A move in the right direction

15th September 2006 at 01:00
Moving image education sets the scene for developing A Curriculum for Excellence. Mitchell Miller reports

It is not often a famous actor is excited by a school curriculum project. But when Brian Cox encountered the moving image education pilot in Angus, he was.

"I don't think I've had many experiences where I've felt I was at the beginning of something, something quite unique, and something that is the model for probably a whole technique that can be applied in schools throughout these islands," said the Scottish star of stage and screen.

A DVD featuring Mr Cox's appearance at a film award ceremony for the project is mounted on the cover of a booklet published today by Scottish Screen and Angus Digital Media Centre (ADMC).
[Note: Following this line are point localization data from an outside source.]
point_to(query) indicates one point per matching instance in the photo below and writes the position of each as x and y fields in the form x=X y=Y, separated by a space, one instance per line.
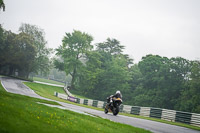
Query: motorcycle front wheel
x=106 y=110
x=116 y=110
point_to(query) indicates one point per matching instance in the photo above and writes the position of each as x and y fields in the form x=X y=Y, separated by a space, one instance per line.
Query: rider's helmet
x=118 y=92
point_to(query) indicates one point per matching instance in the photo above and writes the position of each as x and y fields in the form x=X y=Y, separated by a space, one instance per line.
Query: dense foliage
x=23 y=53
x=171 y=83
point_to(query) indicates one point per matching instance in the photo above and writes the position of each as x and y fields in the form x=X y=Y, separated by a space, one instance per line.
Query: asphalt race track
x=16 y=86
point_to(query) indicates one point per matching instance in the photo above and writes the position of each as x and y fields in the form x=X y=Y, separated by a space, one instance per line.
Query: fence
x=165 y=114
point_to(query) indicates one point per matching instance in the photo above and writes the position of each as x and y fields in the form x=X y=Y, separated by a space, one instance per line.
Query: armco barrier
x=183 y=117
x=145 y=111
x=156 y=113
x=135 y=110
x=195 y=120
x=95 y=103
x=165 y=114
x=168 y=115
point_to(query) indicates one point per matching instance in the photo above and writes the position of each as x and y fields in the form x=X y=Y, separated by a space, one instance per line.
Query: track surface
x=16 y=86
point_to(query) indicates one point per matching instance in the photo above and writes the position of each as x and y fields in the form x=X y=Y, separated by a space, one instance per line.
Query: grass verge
x=47 y=91
x=21 y=114
x=47 y=81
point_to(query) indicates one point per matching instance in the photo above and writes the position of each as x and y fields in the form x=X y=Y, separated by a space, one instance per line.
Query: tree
x=2 y=5
x=42 y=61
x=111 y=46
x=189 y=99
x=25 y=54
x=74 y=48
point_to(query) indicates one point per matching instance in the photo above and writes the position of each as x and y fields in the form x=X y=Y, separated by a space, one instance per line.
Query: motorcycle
x=113 y=106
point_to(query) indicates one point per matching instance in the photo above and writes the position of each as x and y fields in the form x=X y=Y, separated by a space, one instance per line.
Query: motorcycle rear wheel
x=106 y=110
x=116 y=111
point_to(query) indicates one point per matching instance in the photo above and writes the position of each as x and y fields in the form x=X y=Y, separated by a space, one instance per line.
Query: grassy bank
x=21 y=114
x=47 y=91
x=47 y=81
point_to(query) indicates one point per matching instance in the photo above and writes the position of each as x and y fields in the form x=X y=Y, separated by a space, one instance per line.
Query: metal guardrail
x=165 y=114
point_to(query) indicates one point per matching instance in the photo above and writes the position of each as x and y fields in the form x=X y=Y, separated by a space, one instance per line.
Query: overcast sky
x=168 y=28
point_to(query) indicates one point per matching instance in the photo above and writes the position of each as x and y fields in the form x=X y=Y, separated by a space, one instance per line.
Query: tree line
x=25 y=52
x=98 y=71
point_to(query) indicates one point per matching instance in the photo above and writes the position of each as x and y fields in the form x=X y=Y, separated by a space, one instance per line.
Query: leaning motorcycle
x=114 y=106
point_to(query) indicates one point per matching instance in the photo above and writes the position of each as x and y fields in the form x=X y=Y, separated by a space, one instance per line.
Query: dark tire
x=106 y=110
x=116 y=110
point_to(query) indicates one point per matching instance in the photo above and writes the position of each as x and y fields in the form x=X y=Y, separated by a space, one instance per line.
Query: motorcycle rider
x=116 y=95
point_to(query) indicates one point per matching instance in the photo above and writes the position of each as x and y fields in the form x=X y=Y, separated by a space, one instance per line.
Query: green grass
x=163 y=121
x=46 y=93
x=47 y=81
x=21 y=114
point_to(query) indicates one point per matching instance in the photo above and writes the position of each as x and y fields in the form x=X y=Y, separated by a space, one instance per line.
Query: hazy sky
x=168 y=28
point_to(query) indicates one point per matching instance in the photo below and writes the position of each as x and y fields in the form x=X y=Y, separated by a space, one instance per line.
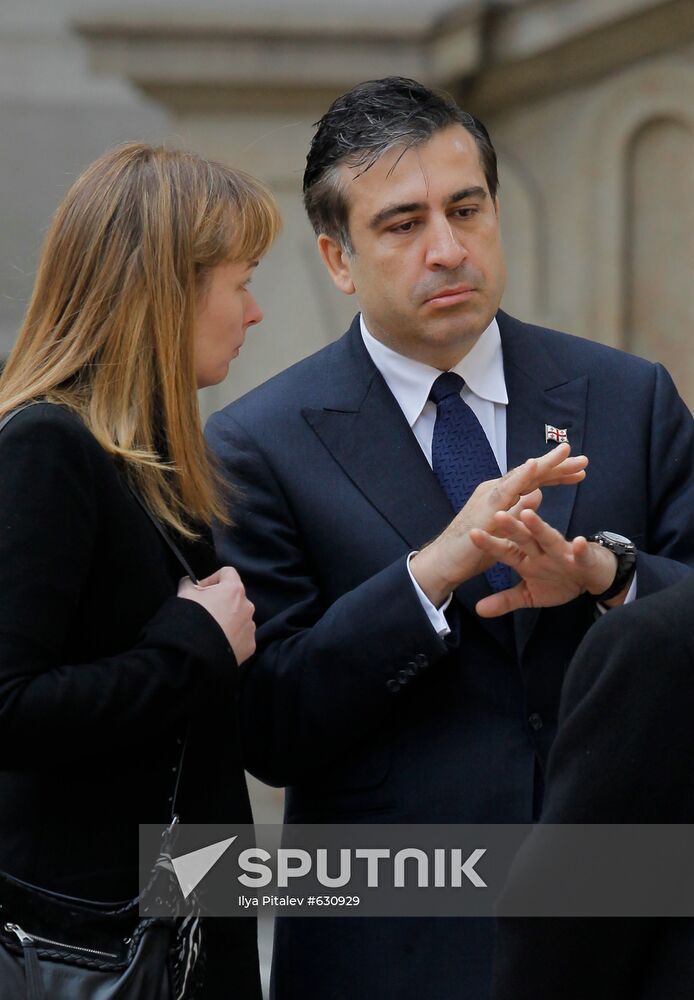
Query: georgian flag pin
x=556 y=434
The two organisations co-authored the booklet with teachers who have pioneered MIE techniques in their classrooms as part of a national Future Learning and Teaching (FLaT) programme.

Moving image education and A Curriculum for Excellence sets the aims of MIE alongside those espoused by the developing national framework. It is part of a sustained effort by Scottish Screen and its partners to move MIE into the educational mainstream.

"There's no doubt," says Mr Cox, "this is something that has to be taken up in schools throughout Scotland and England, everywhere that values our culture."

The director of the media centre, Andrew Gallagher, has been instrumental in devising and supporting the Angus pilot since 2004. "We're feeling now that, two years into the project, the evaluation team from Glasgow university are giving us really positive feedback," he says. "So we wanted to join in the discussion over A Curriculum for Excellence and show what moving image education has achieved here."

For Scott Donaldson, education executive at Scottish Screen, the booklet demonstrates how MIE puts the ethos of A Curriculum for Excellence into action: "Moving image education gives a practical and realisable means to develop the classroom ethos in the way A Curriculum for Excellence wants."

Pupils and teachers can discuss and analyse moving image texts with the same rigour as they would the written word - and apply those techniques to other subject areas and situations.

"It's about the cultural, the critical and the creative - the 'three Cs' - articulated through the MIE model. What you see in the booklet is teachers talking about that and putting it into practice," he says.

Films become the locus of classroom teaching and a touchstone for the pupils' creativity, drawing on the essential components of film-making, such as storyboarding or direction as part of structured group activities.

The FlaT programme has set itself the task of raising attainment in literacy among the Brechin schools cluster. According to Mr Gallagher, signs are encouraging. "We're talking about improvements in reading, listening, numeracy and writing," he says. "They're taking ownership of their learning, more interest in group work and their ICT skills are going through the roof."

The people behind moving image education are hopeful that, when the Glasgow university team finally reports its findings in 2008, the evidence will speak for itself. Until then, the testimony of the teachers and pupils is frequently compelling.

One teacher writes: "Throughout the film-making process pupils have to make decisions, deal with the consequences of the choices they make, and learn from any mistakes." Pupil projects have included a video handbook for their school, an interview with education minister Peter Peacock and a film featuring a rather irate Pict.

Another teacher describes the rapport built up between pupils united by common goals. Of an animation project, the teacher writes: "Voting for voices and artwork has been based on the greater good of the film and not on a friendship basis".

"Sharing ideas has made me more confident," says one pupil. "I enjoyed working as a team," says another.

Environmental studies, citizenship, language and personal development have all been taught successfully using MIE techniques.

Although the full results of the project evaluation are yet to come in, Mr Donaldson is already considering the next move. "MIE is working, but how do we try and support that development elsewhere in Angus and in Scotland?"

He mentions smaller MIE projects in Edinburgh, Highland and South Ayrshire and has plans for pre-school and early years education. Ian Anderson of Angus council is already making plans to roll out MIE in the authority.

And what about secondary schools? The pupils who have been involved in the project will be moving into secondary this year, and taking MIE with them.

"They're very excited," says Mr Gallagher, "but it's the pupils who are the experts in moving image education and the teachers the novices - they're going to be learning from their new intake."